The weekly business bible Bloomberg Businessweek went all girly yesterday over the French philosopher/economist of the moment
Any economist who sells half a million copies of his book is bound to be in for a backlash. In the case of Thomas Piketty, he wrote a book that details what is obvious to most people around the world: namely that the gap between the rich and the poor is an ever-widening one.
As a challenge to core ideas of wealth accumulation that many hold dear, it has resulted in some unusual reactions. The backlash started in earnest with the London-based Financial Times sniffily referring to “rock star economist” Piketty’s conclusions on wealth divergence increasing since the 1970s as being “constructed out of thin air.” The denial got a front page airing. But it’s the front page of the American weekly Bloomberg Businessweek that really goes to town in trying to make a mockery of the work of Piketty & Co.
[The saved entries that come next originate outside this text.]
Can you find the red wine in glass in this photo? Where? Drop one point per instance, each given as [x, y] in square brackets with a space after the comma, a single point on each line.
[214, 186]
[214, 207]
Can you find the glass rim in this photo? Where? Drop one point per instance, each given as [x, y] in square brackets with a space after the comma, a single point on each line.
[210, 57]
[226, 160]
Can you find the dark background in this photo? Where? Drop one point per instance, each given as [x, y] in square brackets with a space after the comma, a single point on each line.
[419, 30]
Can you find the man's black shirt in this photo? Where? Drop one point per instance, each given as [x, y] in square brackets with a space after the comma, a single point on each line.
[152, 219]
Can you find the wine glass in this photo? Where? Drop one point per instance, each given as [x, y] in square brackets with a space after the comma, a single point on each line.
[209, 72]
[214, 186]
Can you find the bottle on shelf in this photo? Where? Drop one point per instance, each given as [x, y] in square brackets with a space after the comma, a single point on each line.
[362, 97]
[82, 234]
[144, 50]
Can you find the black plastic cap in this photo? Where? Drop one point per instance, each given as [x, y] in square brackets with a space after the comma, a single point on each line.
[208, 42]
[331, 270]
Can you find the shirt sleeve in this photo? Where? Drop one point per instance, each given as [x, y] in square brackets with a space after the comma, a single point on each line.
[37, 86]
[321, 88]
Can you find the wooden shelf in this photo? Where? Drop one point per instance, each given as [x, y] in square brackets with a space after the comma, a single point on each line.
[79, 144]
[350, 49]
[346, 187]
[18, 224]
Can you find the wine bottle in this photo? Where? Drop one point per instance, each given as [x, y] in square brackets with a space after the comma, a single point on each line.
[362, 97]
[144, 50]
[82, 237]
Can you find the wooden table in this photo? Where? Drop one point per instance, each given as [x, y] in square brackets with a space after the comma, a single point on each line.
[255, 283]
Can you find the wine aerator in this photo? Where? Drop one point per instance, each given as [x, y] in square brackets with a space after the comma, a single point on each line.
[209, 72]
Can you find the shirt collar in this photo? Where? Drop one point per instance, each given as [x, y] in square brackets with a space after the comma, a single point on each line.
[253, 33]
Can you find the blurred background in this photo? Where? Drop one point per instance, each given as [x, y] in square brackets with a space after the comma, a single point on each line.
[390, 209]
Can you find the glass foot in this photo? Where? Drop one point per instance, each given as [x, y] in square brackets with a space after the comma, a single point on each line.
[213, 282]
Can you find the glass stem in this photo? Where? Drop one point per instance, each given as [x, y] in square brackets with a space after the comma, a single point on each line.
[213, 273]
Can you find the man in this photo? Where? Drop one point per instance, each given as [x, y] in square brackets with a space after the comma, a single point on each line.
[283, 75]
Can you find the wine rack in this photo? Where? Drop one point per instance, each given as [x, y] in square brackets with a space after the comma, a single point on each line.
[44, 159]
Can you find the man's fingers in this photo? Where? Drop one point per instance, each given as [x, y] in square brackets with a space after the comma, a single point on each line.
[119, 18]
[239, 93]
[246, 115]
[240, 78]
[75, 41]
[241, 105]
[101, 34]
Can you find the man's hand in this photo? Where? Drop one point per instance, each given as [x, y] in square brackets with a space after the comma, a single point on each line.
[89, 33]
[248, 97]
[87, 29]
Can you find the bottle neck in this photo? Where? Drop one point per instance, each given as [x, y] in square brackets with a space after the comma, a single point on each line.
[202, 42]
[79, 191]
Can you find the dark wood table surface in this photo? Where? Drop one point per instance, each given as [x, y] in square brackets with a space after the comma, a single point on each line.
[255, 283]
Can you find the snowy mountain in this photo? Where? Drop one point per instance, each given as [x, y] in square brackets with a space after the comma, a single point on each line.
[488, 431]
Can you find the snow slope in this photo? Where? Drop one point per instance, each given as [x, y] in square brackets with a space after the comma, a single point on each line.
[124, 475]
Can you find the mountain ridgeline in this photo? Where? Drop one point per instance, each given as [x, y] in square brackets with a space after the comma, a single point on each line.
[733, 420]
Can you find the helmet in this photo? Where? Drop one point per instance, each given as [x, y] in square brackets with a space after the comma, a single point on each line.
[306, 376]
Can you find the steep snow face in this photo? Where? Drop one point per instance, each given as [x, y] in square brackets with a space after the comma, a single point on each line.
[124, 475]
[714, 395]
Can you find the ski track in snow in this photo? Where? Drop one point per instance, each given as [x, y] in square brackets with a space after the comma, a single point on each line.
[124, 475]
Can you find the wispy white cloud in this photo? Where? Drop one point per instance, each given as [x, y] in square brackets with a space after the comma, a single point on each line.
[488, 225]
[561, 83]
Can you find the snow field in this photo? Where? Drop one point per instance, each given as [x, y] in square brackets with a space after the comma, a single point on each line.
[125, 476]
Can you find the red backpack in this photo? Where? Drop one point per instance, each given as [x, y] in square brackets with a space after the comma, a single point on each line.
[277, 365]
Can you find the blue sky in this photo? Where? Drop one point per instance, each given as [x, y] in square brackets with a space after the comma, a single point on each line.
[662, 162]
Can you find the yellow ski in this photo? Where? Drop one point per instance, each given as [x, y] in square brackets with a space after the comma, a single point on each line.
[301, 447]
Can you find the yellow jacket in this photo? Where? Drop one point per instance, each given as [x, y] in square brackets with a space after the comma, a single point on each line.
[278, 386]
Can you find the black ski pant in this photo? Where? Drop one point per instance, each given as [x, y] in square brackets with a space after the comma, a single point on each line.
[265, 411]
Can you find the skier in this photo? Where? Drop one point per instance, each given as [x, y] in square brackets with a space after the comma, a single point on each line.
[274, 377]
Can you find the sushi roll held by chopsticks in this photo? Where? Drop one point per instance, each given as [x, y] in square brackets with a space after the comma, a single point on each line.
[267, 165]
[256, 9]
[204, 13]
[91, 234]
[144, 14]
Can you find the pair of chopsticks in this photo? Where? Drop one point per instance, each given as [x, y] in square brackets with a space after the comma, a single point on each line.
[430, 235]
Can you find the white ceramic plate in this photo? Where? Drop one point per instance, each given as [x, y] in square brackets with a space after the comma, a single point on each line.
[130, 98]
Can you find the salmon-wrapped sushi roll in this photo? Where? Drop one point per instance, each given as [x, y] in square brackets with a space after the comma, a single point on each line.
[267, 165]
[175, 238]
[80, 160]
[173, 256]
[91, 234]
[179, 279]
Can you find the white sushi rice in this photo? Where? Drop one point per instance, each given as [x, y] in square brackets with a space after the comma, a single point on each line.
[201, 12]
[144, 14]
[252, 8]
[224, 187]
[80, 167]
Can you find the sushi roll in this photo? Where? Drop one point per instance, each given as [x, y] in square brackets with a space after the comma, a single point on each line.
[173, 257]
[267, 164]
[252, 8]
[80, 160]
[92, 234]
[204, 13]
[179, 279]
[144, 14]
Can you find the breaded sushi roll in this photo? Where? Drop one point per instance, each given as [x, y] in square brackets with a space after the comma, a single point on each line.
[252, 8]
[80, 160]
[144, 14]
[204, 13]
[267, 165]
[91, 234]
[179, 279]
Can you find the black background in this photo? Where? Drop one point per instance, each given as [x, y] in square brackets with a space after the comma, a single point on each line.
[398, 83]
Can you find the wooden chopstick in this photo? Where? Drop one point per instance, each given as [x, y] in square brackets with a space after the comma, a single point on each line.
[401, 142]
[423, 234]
Transforming its front cover yesterday into teeny-bopper/gossip magazine style, the publication went into anti-Piketty overdrive, featuring a photo of the 43-year-old with kisses on his cheek and the banner “Pikettymania” across the front, under which there is the subtitle “Why America has wealth inequality fever”. On the bottom right, there is a vignette of Karl Marx labelled “Karl Marx’s New Crush”, while on the top left, there is another vignette of American economist Dr Nouriel Roubini (one of the few economists who predicted the crash of 2008) with the label “Sorry, Dr Doom” beside a broken heart. There’s even an “Oooh la la!” to complete the picture, followed by a sub-headline promising “somber French economist pics inside!”
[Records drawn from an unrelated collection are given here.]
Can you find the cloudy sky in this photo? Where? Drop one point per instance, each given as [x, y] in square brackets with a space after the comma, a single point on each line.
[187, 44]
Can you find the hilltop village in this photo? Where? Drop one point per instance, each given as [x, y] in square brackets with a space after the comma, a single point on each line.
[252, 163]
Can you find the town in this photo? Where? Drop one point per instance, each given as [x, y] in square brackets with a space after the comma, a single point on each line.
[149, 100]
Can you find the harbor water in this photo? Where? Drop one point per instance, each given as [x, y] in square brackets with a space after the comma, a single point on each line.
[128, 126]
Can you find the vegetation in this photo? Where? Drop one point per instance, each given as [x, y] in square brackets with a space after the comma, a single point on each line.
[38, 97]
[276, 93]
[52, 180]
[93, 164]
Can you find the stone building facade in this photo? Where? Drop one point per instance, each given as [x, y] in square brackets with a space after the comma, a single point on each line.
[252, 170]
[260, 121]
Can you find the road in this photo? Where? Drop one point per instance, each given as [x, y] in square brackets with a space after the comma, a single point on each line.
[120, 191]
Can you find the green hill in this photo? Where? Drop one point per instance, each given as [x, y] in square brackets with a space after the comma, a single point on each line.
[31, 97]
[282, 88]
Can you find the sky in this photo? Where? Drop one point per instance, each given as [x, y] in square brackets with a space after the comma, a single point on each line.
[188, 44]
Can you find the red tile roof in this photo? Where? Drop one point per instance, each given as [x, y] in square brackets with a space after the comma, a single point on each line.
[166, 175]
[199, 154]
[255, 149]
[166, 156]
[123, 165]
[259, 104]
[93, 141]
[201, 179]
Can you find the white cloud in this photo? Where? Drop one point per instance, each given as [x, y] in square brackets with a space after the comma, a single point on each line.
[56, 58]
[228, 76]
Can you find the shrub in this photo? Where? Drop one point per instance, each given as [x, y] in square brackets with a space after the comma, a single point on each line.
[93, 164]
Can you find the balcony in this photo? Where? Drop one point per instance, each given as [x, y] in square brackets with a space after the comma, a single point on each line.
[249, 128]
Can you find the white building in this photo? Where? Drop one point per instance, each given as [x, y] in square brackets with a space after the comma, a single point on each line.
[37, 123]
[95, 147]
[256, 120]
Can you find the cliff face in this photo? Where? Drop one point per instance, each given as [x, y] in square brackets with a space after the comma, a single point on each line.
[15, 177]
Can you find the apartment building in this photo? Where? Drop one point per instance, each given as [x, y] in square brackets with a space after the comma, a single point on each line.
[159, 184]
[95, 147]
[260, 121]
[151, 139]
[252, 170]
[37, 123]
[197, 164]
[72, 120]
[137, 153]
Thomas Piketty is director of studies at the École des hautes études en sciences sociales (EHESS) and professor at the Paris School of Economics. His book “Capital in the 21st Century” proposes a global taxation on wealth to tackle the rising divergence of wealth in the world. He gained his PhD at the age of 22 and is a long-time advocater of addressing the problems of wealth divergence, having worked and taught in France, Britain and the USA. Piketty is a columnist with Libération and is also a regular contributor to Le Monde.